В Башне номер Три в то утро царит первозданная тишина. Подъемный кран возносит в небеса свою голову бронтозавра. Разошлись последние жильцы, цокая копытами-каблуками, гремя ключами и щеколдами — семь, восемь, десять, двадцать залпов для устрашения воров. Отбыл жилец с самого верхнего этажа — тот, что поливал герань на балконе Ящерицы. Кустики герани остались одни, по причине безгласности неспособные позвать на помощь; тихо угас на своем ложе и базилик, так и не добравшись до слишком далекого шпагата. На сорока квадратных метрах мрак аккуратно окутал каждый предмет. Зной прогнал с улицы последних животных, но, привлеченные роскошными отбросами, следствием предотпускного опорожнения холодильников, со всей округи слетелись мухи. Река приветствует их беспрецедентными фанфарами вони.

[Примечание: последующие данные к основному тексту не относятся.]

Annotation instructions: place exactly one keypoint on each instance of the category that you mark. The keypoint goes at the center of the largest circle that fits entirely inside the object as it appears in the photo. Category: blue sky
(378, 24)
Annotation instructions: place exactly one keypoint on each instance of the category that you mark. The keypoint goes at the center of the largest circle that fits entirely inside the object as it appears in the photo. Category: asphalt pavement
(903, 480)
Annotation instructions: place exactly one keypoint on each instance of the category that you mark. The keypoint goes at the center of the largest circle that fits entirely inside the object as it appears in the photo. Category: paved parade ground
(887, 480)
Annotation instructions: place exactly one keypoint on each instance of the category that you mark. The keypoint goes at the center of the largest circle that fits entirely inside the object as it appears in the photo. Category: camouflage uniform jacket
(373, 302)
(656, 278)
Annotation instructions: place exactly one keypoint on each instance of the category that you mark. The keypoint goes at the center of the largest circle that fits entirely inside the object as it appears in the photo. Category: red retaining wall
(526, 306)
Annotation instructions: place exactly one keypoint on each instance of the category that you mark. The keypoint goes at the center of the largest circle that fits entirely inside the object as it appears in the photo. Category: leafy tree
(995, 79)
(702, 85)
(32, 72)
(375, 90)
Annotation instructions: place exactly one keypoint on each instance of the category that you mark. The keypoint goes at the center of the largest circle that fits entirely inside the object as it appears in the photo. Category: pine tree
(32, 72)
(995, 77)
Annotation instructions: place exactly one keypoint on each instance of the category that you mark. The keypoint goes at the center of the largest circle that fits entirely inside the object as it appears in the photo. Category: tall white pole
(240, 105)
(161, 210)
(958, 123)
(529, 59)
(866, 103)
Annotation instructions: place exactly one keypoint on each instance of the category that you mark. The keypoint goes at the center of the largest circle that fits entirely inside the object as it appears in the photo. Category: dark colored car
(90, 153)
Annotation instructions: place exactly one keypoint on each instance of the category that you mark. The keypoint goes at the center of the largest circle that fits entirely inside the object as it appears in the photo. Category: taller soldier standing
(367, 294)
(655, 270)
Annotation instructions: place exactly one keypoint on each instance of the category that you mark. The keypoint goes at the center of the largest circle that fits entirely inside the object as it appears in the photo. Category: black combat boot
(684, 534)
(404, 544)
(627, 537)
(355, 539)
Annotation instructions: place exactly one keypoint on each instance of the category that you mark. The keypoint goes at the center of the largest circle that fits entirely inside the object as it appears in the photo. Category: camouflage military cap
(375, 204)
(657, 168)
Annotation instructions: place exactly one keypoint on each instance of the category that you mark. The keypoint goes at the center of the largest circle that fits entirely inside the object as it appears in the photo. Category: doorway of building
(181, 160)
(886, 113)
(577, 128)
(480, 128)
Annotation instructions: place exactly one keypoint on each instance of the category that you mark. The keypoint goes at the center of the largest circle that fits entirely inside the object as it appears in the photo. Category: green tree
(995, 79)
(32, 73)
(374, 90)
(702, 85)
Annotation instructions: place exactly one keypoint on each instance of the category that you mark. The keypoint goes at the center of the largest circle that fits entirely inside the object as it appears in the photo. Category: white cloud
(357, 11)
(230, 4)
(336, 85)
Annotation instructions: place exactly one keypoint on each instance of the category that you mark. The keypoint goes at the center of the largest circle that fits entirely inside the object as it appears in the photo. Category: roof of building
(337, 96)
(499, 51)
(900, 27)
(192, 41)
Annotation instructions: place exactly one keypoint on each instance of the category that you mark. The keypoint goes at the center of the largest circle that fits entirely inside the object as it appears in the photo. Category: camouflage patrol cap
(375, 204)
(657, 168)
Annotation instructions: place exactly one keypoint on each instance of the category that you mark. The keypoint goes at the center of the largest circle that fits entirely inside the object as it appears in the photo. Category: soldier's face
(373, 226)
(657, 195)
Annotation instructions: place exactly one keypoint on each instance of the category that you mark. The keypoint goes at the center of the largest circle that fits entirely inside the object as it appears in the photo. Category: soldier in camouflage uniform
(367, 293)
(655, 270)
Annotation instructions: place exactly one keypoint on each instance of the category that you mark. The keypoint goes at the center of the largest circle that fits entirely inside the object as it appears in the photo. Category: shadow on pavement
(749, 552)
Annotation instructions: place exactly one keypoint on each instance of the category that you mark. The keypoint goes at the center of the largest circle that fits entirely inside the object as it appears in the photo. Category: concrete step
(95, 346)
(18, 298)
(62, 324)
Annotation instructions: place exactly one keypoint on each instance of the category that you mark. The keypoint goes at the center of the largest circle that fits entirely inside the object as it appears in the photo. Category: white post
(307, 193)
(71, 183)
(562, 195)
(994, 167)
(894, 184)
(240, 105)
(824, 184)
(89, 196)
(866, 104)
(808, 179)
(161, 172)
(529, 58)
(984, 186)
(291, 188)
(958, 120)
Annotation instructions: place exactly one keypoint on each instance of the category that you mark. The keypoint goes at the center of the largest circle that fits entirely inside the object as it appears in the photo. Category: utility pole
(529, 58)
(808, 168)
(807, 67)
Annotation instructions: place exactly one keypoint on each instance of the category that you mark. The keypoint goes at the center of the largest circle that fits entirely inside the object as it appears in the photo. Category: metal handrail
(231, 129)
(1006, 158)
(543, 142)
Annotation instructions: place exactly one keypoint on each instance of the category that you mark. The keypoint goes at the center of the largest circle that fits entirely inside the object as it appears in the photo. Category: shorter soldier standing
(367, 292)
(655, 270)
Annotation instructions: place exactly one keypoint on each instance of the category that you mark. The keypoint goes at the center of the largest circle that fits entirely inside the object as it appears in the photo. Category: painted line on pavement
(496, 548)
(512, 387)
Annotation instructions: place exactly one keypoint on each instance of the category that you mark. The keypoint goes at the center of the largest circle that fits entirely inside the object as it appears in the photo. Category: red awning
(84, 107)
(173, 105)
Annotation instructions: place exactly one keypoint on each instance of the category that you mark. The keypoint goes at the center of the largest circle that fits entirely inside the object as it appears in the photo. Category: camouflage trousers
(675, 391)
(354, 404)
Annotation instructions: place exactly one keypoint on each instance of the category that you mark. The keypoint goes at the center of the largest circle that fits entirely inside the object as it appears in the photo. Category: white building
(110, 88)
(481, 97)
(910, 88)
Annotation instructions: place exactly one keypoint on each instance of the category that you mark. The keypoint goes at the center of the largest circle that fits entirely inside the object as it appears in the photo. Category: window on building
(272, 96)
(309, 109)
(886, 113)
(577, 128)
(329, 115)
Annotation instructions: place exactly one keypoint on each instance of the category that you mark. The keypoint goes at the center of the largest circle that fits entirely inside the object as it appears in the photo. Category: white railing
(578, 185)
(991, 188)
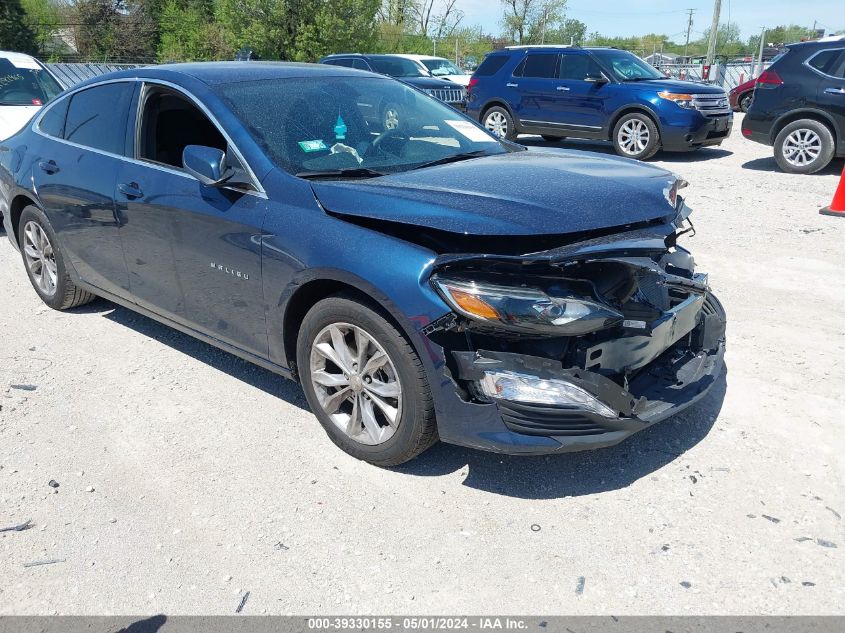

Лишь трое мужчин, точнее, двое и мальчик, рискнули в тот день пройти по всему кварталу и в раскаленном автобусе добраться до Святой Урсулы. Это Слон, Рак и Волчонок. Их явление в просторном холле клиники столь великолепно, что не поддается никакому сравнению.

Первым выступает Волчонок в красно-синей футбольной форме и бутсах. У Рака кремовый костюм из льна с лавсаном, галстук махаон и шляпа из необработанной соломки. Под мышкой у него ракушка из мисок, заключающая в себе крем-карамель — шедевр кулинарного искусства синьоры Рачихи, приготовленный специально для Лучо. Последним появляется Слон в бойскаутской рубашке, коротких штанишках, белых носках и сандалиях. Слоновьи ножищи, стянутые ремешками сандалий, добавляют к основному брюху еще два брюшка. Довершает ансамбль веер, которым Слон колеблет воздух. Подобную картину страж наблюдает впервые. И немедленно принимает меры к устранению одного из трех НЛО.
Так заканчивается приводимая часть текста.